No i'm suggesting the R&B and Slo-Jam music is still popular, so popular that rappers sample it on their cuts. Chicago is the home of the uniquely midwestern "steppin" community, a type of dance that is not geared toward Rap music, but to good ol R&B songs. It is also the home of "house music" whose popularity raves in the alternative music genre. And i make a distinction between hip hop music and gangsta rap. BTW, Cardi B won one of her Grammy's for the best rap album of the year in that category, a genre that has its own category just like all of the others types of music.( Nobody gives rap more credibility than the people who say it's not credible.) Rap is now establishment music.
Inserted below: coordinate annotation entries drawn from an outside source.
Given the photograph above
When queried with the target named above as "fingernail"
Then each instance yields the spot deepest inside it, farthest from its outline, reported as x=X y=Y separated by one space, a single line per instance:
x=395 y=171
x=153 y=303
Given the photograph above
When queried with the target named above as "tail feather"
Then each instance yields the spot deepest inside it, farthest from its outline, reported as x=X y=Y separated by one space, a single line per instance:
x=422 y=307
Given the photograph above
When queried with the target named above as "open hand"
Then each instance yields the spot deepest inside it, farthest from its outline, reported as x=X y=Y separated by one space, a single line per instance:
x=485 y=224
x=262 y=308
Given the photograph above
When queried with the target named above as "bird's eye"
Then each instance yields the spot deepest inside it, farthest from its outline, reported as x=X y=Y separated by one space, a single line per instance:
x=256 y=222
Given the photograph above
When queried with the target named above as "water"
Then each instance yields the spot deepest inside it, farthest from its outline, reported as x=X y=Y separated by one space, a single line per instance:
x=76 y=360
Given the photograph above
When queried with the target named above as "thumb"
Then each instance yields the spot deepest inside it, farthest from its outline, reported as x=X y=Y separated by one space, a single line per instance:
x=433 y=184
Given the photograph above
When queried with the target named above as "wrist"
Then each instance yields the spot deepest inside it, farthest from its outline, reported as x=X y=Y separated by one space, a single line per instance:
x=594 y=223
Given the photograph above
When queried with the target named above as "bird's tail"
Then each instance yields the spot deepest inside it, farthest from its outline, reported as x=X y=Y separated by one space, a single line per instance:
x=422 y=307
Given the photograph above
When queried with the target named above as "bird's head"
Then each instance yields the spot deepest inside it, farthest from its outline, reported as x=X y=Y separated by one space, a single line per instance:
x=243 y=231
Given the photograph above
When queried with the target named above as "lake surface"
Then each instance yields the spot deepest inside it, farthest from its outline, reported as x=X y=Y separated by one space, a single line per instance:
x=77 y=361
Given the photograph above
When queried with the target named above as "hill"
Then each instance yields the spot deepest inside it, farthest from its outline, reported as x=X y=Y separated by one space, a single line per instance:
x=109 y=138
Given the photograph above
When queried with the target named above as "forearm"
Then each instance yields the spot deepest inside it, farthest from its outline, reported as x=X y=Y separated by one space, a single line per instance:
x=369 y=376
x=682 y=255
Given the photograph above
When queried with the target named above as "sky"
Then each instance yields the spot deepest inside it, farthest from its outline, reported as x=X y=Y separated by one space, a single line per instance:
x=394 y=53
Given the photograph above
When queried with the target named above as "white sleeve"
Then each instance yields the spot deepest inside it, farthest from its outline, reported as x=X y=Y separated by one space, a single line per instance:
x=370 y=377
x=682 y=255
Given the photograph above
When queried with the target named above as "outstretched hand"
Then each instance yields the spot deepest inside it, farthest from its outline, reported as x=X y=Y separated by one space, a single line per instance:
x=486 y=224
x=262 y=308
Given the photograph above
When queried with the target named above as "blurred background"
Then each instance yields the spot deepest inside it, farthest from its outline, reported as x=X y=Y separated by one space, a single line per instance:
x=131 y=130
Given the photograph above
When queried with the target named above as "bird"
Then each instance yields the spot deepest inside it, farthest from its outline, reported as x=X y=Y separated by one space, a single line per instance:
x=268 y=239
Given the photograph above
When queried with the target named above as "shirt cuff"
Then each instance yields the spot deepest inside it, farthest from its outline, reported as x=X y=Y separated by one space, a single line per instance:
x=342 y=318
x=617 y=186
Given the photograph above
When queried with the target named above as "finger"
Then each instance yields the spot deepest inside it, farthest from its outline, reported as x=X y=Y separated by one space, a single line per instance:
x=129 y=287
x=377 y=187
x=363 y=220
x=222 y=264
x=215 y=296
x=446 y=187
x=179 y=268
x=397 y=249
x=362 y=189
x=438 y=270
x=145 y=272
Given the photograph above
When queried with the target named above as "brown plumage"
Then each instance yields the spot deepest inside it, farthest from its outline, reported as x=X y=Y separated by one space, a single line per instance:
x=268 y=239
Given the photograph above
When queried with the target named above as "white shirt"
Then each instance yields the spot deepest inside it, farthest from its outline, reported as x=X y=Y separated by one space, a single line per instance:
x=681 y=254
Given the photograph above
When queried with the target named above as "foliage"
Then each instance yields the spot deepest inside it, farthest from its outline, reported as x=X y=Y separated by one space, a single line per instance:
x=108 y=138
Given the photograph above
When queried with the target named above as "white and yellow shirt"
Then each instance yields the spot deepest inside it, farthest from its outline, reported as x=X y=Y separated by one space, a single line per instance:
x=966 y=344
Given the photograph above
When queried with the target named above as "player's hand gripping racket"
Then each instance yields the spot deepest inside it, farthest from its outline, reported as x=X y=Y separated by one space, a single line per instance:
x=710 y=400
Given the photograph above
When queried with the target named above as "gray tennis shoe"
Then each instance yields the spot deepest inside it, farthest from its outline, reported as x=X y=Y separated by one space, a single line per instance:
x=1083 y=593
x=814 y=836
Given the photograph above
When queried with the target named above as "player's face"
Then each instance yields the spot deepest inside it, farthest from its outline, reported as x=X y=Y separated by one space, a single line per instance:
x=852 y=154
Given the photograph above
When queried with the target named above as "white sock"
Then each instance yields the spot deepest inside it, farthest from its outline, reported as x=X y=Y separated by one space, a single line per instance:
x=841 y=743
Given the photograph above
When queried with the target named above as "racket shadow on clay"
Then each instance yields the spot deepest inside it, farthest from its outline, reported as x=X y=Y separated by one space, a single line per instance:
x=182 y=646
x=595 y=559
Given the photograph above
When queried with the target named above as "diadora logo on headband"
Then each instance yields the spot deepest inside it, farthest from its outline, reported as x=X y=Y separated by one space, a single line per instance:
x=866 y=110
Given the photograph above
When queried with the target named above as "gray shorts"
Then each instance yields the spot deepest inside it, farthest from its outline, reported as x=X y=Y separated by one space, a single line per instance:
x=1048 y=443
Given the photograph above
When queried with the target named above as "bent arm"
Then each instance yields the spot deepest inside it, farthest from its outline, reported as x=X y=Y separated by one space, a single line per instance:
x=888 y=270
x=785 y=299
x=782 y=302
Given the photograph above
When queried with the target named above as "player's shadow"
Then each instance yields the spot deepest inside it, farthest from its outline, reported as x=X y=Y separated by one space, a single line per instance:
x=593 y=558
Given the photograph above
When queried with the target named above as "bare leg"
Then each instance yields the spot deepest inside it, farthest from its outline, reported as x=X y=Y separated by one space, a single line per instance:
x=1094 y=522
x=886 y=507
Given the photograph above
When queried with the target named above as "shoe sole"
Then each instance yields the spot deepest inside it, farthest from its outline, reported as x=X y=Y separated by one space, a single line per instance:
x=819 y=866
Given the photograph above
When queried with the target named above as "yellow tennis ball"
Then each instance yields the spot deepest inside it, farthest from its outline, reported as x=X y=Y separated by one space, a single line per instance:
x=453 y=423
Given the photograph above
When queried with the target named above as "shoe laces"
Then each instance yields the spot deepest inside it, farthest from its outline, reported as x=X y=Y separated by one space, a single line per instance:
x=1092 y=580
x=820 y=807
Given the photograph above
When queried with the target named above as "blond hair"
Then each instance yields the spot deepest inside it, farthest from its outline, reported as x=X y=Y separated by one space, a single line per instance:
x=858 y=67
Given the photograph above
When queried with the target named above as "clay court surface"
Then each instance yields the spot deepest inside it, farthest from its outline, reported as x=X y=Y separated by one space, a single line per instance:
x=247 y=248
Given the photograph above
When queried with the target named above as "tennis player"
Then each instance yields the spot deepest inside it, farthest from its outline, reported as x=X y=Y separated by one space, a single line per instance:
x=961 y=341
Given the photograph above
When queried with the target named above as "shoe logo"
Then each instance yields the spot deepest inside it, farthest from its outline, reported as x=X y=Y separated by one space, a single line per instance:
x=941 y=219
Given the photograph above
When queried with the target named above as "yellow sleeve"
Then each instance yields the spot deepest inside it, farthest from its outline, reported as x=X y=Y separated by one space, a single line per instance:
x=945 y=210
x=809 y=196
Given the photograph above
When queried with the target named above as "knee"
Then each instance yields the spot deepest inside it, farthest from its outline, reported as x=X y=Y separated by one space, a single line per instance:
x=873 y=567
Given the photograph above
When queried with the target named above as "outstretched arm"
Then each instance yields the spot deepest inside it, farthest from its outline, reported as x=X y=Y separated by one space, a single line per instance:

And black purveyors of it have their own labels, and producers and they keep the money they make, many of them giving back to the communities they came from. Other ethnics have adopted this genre, and little kids don't have to be taught it; it comes natural to them because it is syncronized with the beat of their pulses which throb with the times and, as such, rap is a cultural phenomenon that would be widespread whether it was profitable or not. The music scene is a mosaic of which rap is just one facet. and most blacks like all types of black music. You folks act like you've never heard of Beyonce or John Legend or a slew of other millionaire non rap superstars out there, - or like you have never listened to Urban radio stations.
"Precious" which came out almost 10 years ago, was based on a book written by a black woman and the movie was true to the book. There are currently a lot of mainstream movies out there about positive black people, especially on the black TV channels. A series based on the movie "Boomerang" executive produced by Halle Berry who acted on Eddie Murphy's idea, has just debuted and it rocks. Plus Oprah's channel has a lot of contemporary programming that authentically portrays black folks. Of course y'all wouldn't know about these things because you boycott TV.
These are the observations of an 85-year-old-woman in the year 2019, not those of Frances Cress Welsing circa 1970. To me, y'all are stuck in the past still voicing the same ol rhetoric that is not that relevant today. So we have to agree to disagree.